From the Guidelines
Patients with coronary artery disease should avoid NSAIDs whenever possible due to their increased cardiovascular risk, as evidenced by the 2014 AHA/ACC guideline 1. The use of NSAIDs in patients with coronary artery disease is associated with a higher risk of cardiovascular events, including death and rehospitalization for myocardial infarction.
- The risk appears to be amplified in patients with established cardiovascular disease, with a large Danish observational study showing a dose-related increase in risk of death and non–dose-dependent trends for rehospitalization for MI for all NSAIDs 1.
- Selective COX-2 inhibitors, such as rofecoxib and celecoxib, have been associated with a higher risk of cardiovascular events compared to nonselective NSAIDs, with hazard ratios ranging from 2.57 to 2.80 1.
- Non-pharmacological approaches are recommended as the first line of treatment, followed by a stepped-care approach to pharmacological therapy, with acetaminophen being a suitable alternative for pain management 1. When NSAIDs cannot be avoided, it is essential to use the lowest effective dose for the shortest duration possible and to monitor patients closely for signs of cardiovascular adverse effects.

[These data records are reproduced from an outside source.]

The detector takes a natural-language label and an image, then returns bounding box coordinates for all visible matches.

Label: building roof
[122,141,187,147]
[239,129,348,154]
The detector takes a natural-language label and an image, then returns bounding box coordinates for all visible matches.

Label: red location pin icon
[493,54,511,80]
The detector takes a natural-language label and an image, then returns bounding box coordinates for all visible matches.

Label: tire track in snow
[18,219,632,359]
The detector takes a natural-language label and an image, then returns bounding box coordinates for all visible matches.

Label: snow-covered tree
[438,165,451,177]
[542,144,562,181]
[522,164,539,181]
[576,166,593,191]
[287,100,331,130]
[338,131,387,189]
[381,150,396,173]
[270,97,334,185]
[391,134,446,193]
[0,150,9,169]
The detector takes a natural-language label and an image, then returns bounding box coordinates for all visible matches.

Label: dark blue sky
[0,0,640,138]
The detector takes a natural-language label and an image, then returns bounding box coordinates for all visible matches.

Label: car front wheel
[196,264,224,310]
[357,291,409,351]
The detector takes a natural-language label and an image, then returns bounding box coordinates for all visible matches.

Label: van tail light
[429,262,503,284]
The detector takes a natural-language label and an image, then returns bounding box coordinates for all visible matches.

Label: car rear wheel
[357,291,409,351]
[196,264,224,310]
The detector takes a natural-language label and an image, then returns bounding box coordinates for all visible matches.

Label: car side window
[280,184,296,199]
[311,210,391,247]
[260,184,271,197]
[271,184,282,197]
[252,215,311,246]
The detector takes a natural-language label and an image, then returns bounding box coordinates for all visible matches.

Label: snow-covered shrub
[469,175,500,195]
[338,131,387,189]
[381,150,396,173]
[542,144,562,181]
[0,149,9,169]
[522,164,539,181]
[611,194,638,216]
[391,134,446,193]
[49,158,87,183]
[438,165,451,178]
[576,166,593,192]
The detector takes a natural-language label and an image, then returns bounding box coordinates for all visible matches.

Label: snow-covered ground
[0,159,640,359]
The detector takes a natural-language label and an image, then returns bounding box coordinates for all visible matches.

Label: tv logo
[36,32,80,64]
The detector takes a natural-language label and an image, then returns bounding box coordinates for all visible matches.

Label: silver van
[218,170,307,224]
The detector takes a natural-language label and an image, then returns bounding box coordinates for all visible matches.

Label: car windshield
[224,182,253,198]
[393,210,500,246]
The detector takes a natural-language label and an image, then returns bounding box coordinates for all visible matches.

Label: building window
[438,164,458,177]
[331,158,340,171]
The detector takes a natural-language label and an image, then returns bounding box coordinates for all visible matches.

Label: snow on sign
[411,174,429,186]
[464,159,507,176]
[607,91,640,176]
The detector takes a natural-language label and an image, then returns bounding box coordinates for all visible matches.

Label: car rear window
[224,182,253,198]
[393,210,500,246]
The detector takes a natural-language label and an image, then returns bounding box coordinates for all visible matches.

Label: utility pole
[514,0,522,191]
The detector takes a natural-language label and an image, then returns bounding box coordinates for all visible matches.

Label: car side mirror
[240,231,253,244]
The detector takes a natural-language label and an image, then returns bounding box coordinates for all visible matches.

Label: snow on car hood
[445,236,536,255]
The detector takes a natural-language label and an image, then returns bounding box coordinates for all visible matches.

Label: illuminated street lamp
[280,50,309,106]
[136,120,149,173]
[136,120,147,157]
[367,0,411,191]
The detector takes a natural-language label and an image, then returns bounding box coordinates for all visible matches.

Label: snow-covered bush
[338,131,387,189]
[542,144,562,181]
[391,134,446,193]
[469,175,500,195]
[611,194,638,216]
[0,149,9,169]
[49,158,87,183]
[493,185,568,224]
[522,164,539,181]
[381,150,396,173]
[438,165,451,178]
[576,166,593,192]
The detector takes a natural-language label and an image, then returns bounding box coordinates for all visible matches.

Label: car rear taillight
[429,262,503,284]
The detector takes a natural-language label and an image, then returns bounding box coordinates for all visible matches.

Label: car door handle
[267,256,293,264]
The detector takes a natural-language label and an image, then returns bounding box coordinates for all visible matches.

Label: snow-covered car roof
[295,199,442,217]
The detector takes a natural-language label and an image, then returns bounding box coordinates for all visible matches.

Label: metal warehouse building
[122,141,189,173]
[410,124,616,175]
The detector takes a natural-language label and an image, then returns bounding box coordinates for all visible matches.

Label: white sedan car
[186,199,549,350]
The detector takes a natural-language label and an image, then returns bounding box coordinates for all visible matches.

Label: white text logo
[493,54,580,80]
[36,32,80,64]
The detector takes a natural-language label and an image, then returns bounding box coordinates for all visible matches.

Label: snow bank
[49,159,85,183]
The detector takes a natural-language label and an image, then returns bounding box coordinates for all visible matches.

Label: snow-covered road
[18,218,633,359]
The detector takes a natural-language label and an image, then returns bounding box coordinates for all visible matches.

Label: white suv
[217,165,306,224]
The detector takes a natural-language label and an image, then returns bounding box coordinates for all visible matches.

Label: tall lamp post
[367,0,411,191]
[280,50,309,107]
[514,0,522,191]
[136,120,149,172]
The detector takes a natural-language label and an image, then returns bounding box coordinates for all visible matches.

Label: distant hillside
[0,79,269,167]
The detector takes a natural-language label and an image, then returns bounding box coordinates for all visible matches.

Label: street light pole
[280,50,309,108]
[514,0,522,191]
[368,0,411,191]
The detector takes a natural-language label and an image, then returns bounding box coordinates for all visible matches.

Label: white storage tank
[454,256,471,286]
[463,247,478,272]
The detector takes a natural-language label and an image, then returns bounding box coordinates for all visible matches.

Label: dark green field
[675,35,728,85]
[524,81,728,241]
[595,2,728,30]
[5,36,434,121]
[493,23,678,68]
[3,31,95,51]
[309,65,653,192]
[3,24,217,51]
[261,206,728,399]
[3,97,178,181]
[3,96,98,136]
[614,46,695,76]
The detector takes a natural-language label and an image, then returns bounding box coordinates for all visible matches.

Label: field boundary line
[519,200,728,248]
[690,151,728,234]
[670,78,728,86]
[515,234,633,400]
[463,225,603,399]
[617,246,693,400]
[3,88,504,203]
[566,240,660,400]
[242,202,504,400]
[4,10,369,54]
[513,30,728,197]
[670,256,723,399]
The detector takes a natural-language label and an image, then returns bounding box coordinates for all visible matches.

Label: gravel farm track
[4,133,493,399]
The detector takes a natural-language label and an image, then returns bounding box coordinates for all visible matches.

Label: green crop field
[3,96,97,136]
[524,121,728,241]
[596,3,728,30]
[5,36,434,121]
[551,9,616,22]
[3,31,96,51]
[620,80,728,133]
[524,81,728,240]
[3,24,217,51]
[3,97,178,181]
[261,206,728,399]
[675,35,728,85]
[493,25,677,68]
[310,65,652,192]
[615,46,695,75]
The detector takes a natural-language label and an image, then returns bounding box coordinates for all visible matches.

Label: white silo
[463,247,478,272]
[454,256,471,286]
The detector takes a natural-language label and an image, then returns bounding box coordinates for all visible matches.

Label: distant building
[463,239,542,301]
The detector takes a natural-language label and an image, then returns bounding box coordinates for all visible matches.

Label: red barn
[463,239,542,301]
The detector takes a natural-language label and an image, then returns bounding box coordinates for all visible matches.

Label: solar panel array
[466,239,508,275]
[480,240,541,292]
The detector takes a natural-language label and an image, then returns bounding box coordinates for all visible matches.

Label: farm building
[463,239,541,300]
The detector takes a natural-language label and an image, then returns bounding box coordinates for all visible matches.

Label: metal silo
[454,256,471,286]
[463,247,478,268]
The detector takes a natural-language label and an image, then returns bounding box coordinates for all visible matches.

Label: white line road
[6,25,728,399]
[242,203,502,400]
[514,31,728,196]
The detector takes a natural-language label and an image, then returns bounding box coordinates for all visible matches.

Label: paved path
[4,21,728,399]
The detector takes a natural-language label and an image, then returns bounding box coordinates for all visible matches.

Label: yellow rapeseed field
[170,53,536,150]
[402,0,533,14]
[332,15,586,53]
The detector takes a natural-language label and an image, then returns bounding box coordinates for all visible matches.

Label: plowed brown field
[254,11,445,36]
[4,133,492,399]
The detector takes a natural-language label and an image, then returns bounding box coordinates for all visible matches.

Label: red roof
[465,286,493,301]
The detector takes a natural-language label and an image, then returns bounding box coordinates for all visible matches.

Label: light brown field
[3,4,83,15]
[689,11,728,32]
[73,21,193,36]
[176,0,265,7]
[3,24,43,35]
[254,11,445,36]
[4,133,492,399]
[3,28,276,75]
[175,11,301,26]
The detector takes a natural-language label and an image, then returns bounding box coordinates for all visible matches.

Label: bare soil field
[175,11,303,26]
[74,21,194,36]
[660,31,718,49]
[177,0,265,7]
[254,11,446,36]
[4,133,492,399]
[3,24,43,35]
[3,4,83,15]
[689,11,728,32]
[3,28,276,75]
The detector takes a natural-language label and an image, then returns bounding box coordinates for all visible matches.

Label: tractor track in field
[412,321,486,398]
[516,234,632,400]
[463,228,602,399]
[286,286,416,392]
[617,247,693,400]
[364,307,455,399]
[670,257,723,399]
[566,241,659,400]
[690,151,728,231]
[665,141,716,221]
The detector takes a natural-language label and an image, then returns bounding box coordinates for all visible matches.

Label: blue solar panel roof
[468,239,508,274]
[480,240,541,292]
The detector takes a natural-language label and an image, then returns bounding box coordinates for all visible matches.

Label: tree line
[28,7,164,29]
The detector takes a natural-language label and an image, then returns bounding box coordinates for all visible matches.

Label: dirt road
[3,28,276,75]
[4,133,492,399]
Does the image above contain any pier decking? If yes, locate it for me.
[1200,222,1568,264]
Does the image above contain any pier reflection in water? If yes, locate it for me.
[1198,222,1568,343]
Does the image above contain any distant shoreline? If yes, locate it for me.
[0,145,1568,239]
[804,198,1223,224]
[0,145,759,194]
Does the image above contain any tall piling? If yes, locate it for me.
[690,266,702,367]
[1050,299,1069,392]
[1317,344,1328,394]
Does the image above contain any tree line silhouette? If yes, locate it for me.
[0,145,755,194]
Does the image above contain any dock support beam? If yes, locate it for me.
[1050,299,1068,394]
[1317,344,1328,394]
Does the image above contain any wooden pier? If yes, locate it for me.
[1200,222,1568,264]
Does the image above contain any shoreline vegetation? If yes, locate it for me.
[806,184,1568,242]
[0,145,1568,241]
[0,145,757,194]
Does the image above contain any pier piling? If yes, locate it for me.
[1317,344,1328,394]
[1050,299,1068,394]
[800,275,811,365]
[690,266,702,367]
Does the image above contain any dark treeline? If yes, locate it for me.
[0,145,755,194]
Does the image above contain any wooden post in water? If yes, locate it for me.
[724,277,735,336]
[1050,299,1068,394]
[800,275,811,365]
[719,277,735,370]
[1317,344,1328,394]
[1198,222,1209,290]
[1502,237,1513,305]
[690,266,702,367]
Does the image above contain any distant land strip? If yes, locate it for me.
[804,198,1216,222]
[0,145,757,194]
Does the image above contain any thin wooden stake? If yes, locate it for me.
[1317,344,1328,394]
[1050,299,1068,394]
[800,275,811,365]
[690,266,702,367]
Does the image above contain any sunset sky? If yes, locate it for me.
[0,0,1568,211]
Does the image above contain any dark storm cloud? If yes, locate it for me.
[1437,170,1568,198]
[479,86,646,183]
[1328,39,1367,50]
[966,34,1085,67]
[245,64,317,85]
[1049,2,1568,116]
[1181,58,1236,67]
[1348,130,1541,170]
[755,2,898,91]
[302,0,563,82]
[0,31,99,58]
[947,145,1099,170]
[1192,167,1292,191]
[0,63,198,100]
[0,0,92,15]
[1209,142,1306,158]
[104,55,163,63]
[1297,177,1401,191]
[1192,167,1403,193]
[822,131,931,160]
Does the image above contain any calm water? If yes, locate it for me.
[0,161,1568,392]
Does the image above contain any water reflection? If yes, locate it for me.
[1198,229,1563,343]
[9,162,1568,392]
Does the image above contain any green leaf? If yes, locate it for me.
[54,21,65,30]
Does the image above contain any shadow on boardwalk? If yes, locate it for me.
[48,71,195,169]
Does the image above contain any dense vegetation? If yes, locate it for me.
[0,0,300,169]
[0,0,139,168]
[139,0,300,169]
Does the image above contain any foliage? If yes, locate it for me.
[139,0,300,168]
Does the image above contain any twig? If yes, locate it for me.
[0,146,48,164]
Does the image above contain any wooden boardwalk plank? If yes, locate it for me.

- Naproxen may be considered as an alternative for patients who require NSAID therapy, as it appears to have a lower cardiovascular risk profile compared to other NSAIDs, although the evidence is not as strong as for the harms associated with other NSAIDs 1. Any patient with coronary artery disease experiencing chest pain, shortness of breath, or other concerning symptoms while taking NSAIDs should discontinue use and seek immediate medical attention.
From the FDA Drug Label
Clinical trials of several cyclooxygenase-2 (COX-2) selective and nonselective NSAIDs of up to three years duration have shown an increased risk of serious cardiovascular (CV) thrombotic events, including myocardial infarction (MI) and stroke, which can be fatal The relative increase in serious CV thrombotic events over baseline conferred by NSAID use appears to be similar in those with and without known CV disease or risk factors for CV disease However, patients with known CV disease or risk factors had a higher absolute incidence of excess serious CV thrombotic events, due to their increased baseline rate. In the APC (Adenoma Prevention with Celecoxib) trial, there was about a threefold increased risk of the composite endpoint of cardiovascular death, MI, or stroke for the celecoxib capsules 400 mg twice daily and celecoxib capsules 200 mg twice daily treatment arms compared to placebo The increases in both celecoxib dose groups versus placebo-treated patients were mainly due to an increased incidence of myocardial infarction
Key Points:
- Increased risk of CV thrombotic events: NSAIDs, including celecoxib, increase the risk of serious cardiovascular thrombotic events, such as myocardial infarction and stroke.
- Similar relative risk: The relative increase in CV thrombotic events is similar in patients with and without known CV disease or risk factors.
- Higher absolute risk: Patients with known CV disease or risk factors have a higher absolute incidence of excess CV thrombotic events due to their increased baseline rate.
- Dose-dependent risk: The increase in CV thrombotic risk is most consistently observed at higher doses.
Clinical Decision: Based on the available data, it is recommended to use the lowest effective dose of NSAIDs, including celecoxib, for the shortest duration possible to minimize the potential risk of adverse CV events in patients with coronary artery disease. Physicians and patients should remain alert for the development of CV events throughout the entire treatment course. 2 2 2
From the Research
Coronary Artery Disease and NSAIDs
- The use of nonsteroidal anti-inflammatory drugs (NSAIDs) in patients with coronary artery disease (CAD) is a topic of ongoing debate due to the potential increased risk of adverse cardiovascular events 3, 4, 5, 6, 7.
- Studies have shown that certain NSAIDs, such as naproxen, may have a lower cardiovascular risk profile compared to others, such as diclofenac and ibuprofen 3, 5.
- The risk of adverse cardiovascular events associated with NSAID use is heterogeneous and depends on various factors, including the type of NSAID, dose, duration of use, and baseline patient risk 5, 6.
- Selective COX-2 inhibition, such as with celecoxib, has been shown to improve endothelial function in patients with coronary artery disease, but may also increase the risk of adverse cardiovascular events 4.
- The use of NSAIDs in patients with non-obstructive coronary artery disease has been associated with an increased risk of major adverse cardiac events, including myocardial infarction, coronary intervention, and death 6.
- It is recommended to use NSAIDs at the lowest effective dose for the shortest amount of time, especially in patients with increased cardiovascular risk 5, 7.
- The interference of specific NSAIDs with the established cardiovascular protective role of low-dose aspirin is also a concern and should be taken into account when prescribing NSAIDs to patients with CAD 7.